Let’s see an example:
# Enable COPY command on Forecast model
class Forecast < ActiveRecord::Base
acts_as_copy_target
end
# Run export of table data to a file
Forecast.copy_to ’/tmp/forecast.csv’
# Run import from a CSV file to database
Forecast.copy_from ’/tmp/forecast.csv’
SQL commands of previous calls are:
-- Forecast.copy_to ’/tmp/forecast.csv’
COPY (SELECT "forecasts".* FROM "forecasts")
TO ’/tmp/forecast.csv’
WITH DELIMITER ’;’ CSV HEADER
-- Forecast.copy_from ’/tmp/forecast.csv’
COPY forecasts
FROM ’/tmp/forecast.csv’
Data manipulation
The COPY
command is simple and super fast. However, it has restrictions in some advanced scenarios when importing from CSV:
- you must use all of the columns from a CSV file
- problems arise if you want to manipulate the data before it is inserted into the database table.
You can specify mappings between CSV columns and table columns. That means you can have different orders of attributes in a CSV file and the database table, but the table must use all of the columns from a CSV file.
These problems are common, but as always, there are workarounds.
The first one is to create a temporary table where you would import the original data from a CSV file.

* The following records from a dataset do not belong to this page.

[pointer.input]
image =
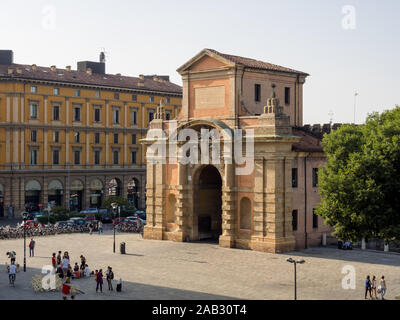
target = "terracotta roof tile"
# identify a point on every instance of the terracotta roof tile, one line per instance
(82, 77)
(256, 64)
(308, 142)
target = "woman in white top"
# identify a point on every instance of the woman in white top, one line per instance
(87, 271)
(65, 263)
(383, 287)
(373, 287)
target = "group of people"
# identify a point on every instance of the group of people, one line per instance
(372, 288)
(64, 270)
(99, 227)
(63, 266)
(12, 268)
(99, 279)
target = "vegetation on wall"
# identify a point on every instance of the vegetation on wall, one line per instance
(360, 185)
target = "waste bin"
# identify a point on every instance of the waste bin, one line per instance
(122, 248)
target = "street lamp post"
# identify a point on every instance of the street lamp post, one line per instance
(114, 207)
(25, 218)
(295, 273)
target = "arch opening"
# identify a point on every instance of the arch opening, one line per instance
(208, 204)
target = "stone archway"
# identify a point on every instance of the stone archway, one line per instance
(207, 203)
(115, 187)
(134, 192)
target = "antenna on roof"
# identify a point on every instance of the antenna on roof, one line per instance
(103, 55)
(330, 114)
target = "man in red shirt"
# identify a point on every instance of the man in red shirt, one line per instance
(53, 261)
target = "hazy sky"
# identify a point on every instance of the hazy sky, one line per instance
(342, 54)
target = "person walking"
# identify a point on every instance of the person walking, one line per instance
(90, 228)
(373, 287)
(11, 255)
(65, 264)
(367, 287)
(32, 248)
(54, 261)
(100, 227)
(59, 258)
(99, 280)
(382, 287)
(110, 277)
(83, 262)
(12, 272)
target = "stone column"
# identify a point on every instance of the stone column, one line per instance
(259, 200)
(228, 237)
(22, 149)
(107, 149)
(45, 192)
(181, 199)
(8, 148)
(8, 108)
(67, 111)
(45, 109)
(45, 157)
(87, 149)
(15, 160)
(278, 238)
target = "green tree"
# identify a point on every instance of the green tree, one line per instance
(360, 185)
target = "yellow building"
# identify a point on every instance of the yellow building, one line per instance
(71, 137)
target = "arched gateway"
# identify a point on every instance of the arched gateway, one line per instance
(206, 178)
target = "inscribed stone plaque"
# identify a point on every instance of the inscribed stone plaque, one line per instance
(210, 97)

After the COPY
command inserts all the data from the CSV file, you can perform a custom INSERT
command to transfer data from the temporary table to your original table. Within the INSERT
command, you can easily perform data manipulation.
Let’s see an example:
COPY forecasts_import
FROM ’tmp/forecast.csv’;
INSERT INTO forecasts
SELECT location_id::int, value, forecast_type, DATE(created_at)
FROM forecasts_import;
DELETE FROM forecasts_import;
A second approach when our attributes in the CSV and our tables don’t match is to read the data from standard input and manipulate it through our application:
COPY forecasts
FROM STDIN;
In that case, you need to manually read the data, row by row, from a CSV file (e.g. by using plain Ruby CSV
) and send the data to STDIN
of your database connection.
db_conn = ActiveRecord::Base.connection.raw_connection
copy_statement = ’COPY forecasts FROM STDIN’
file_path = ’/tmp/forecast.csv’
db_conn.copy_data(copy_statement) do
CSV.foreach(file_path, headers: true) do |row|
db_conn.put_copy_data(row.fields + [Time.zone.now])
end
end
Although the import process goes through Ruby, there is no overhead of instantiating ActiveRecord
objects and performing validations. This is a bit slower than directly importing with the database, but it’s still very fast.
Can I use this if I’m not on PostgreSQL?
In addition to PostgreSQL, other databases also support native CSV importing.
For example, Microsoft SQL Server uses the BULK INSERT
SQL command which is pretty similar to PostgreSQL’s COPY
command, while Oracle has a command line tool called sqlloader
. MySQL also supports CSV file imports with the LOAD DATA INFILE
command or by using the mysqlimport utility.
Conclusion
Native CSV parsers will give you better performance than using plain CSV parsers combined with many INSERT
commands. Of course, you should take care of your database validations because you are skipping application validations.
If you’re working with small CSV files, existing libraries are usually the best solution because of their simplicity, especially if you need to do data manipulation before persisting it to the database.
In all other cases, go ahead and use the database tools because they are really powerful and easy to use.